Another thing to keep in mind is that it’s ok to “fail.” It doesn’t mean you are a failure. Steve Jobs and Walt Disney are just a couple of success stories who started out struggling. It’s what gave them the drive, resilience and grit to succeed. As vulnerability research professor and author Brené Brown talks about in her new book, Rising Strong, these moments of falling down remind us why it’s worth getting back up. By pretending no challenges exist so we can appear more “normal,” we sacrifice what we can learn from those moments. Successful people accept failure, rather than internalize it. But to do that is uncomfortable and requires you to relax.
Exercising regularly, practicing yoga, listening to music or guided relaxations and meditating can all bring mindfulness back into your life and help flush the stress hormones out of your system. This is an essential part of becoming more relaxed and preventing panic and anxiety.
Taking quick breaks to focus on something you love can help too. “When I’m feeling overwhelmed, I like to walk away and do something that makes me happy, like blogging, before getting back to work,” says Tammy. “It helps me take a step back.”

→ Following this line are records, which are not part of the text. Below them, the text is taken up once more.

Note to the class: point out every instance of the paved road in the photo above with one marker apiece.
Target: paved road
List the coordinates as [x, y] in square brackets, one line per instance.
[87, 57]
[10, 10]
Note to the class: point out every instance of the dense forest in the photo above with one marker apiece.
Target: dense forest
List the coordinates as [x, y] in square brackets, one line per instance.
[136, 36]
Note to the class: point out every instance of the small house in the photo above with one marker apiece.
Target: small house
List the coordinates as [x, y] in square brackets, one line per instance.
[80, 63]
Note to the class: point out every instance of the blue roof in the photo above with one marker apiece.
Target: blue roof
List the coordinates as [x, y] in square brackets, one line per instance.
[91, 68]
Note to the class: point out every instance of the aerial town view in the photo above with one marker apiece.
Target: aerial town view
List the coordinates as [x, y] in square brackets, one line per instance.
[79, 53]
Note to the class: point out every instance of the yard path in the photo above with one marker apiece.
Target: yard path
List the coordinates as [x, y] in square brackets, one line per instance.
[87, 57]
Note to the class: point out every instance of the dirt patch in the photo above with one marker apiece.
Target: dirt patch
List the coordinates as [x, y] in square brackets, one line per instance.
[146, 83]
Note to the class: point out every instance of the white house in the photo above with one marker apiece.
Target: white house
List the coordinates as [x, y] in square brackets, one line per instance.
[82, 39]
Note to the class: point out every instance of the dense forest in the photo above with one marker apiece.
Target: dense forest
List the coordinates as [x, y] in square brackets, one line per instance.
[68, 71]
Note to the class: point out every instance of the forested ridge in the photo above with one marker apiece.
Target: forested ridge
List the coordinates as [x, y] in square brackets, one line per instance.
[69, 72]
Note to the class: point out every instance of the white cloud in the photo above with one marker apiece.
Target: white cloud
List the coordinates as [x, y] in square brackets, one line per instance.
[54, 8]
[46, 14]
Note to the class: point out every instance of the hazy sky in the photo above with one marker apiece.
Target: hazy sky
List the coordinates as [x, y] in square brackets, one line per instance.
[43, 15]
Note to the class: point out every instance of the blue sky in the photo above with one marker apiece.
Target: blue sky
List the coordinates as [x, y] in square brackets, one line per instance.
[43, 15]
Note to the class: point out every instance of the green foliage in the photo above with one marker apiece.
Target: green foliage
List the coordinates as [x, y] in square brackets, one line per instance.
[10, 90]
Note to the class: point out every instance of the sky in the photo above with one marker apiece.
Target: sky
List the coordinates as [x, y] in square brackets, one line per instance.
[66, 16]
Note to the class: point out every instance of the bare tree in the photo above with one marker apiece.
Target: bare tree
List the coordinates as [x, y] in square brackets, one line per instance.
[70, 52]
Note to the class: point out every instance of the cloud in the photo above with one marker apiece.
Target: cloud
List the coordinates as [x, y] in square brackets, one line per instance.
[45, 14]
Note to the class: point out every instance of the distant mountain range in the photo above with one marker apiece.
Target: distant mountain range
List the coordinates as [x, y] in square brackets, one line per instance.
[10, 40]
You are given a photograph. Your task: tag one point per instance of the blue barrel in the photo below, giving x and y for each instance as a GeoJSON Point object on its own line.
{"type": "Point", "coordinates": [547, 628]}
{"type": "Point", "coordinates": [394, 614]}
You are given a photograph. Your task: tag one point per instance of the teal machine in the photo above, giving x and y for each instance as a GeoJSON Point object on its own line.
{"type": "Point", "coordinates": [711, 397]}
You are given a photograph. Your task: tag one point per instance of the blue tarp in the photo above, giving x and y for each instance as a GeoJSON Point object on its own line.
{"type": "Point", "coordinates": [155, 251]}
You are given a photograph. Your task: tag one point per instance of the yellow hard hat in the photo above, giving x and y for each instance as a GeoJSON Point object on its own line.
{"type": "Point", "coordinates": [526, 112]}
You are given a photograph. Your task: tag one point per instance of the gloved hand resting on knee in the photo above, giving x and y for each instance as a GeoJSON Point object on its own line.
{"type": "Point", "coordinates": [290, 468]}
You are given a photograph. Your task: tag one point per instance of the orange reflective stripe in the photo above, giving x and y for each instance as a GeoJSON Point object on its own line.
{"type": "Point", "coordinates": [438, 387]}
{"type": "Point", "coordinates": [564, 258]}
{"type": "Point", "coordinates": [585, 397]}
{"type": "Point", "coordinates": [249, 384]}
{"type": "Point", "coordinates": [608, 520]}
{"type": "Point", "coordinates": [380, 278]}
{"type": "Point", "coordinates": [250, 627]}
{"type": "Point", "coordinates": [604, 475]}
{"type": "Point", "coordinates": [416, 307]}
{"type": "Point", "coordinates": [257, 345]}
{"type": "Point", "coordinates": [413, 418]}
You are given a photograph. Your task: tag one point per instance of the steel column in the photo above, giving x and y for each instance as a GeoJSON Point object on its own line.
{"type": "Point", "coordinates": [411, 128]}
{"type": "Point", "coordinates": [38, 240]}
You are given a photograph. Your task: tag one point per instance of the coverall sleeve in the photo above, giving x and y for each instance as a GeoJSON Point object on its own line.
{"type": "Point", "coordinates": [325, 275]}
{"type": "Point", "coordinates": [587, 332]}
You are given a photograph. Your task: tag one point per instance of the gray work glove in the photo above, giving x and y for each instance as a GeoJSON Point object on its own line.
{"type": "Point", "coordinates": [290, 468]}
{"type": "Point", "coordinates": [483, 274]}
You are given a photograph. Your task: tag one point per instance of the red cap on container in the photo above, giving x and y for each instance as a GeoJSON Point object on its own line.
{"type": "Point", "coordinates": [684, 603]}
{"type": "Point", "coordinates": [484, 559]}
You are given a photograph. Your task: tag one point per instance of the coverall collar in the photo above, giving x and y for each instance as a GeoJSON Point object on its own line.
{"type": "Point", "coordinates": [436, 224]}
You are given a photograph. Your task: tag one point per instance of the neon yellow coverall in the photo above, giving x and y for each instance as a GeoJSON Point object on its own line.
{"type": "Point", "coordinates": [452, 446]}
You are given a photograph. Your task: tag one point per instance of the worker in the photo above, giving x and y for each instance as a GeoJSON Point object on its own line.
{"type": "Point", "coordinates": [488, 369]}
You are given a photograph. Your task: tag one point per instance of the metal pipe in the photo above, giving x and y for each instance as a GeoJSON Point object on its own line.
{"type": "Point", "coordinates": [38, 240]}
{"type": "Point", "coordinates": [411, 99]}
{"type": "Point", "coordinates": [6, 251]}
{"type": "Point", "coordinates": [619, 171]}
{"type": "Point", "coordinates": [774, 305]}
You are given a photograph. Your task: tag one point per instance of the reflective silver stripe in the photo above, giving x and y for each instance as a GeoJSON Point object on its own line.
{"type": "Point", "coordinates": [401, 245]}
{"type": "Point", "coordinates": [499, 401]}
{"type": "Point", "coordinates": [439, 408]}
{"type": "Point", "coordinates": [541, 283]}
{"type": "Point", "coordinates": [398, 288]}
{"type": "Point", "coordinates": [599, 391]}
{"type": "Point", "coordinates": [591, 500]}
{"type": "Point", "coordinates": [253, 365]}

When it’s more than stress
Stressing out is totally normal, but it becomes an issue when you feel like you can never turn it off. What transforms stress into something more is the inability to flush out the fight-or-flight hormones from your system—or in simpler terms, the inability to relax—which puts you in constant overdrive. You’re always dreaming up worst-case scenarios and perhaps worst of all, feel that you can’t control it. If you feel that you’re so anxious that it’s getting in the way of your everyday life, it’s time to seek professional help. With the rise in digital options, you can even try “Skype therapy” or use a mobile app like Psych On Demand or TalkSpace if you can’t afford (or don’t have time to) commit to traditional in-office sessions. No matter what, it’s the relationship that makes the difference, so don’t feel you have to commit to one therapist right away—take the time to find what’s right for you.
It’s okay not to know all the answers. Our twenties are a time to start exploring all of the possible paths we could take and find out what we like, dislike and love. “Find your next door to walk through,” says Dr. Manganiello. “It doesn’t have to be perfect or the final door. Walk through and see what it delivers.”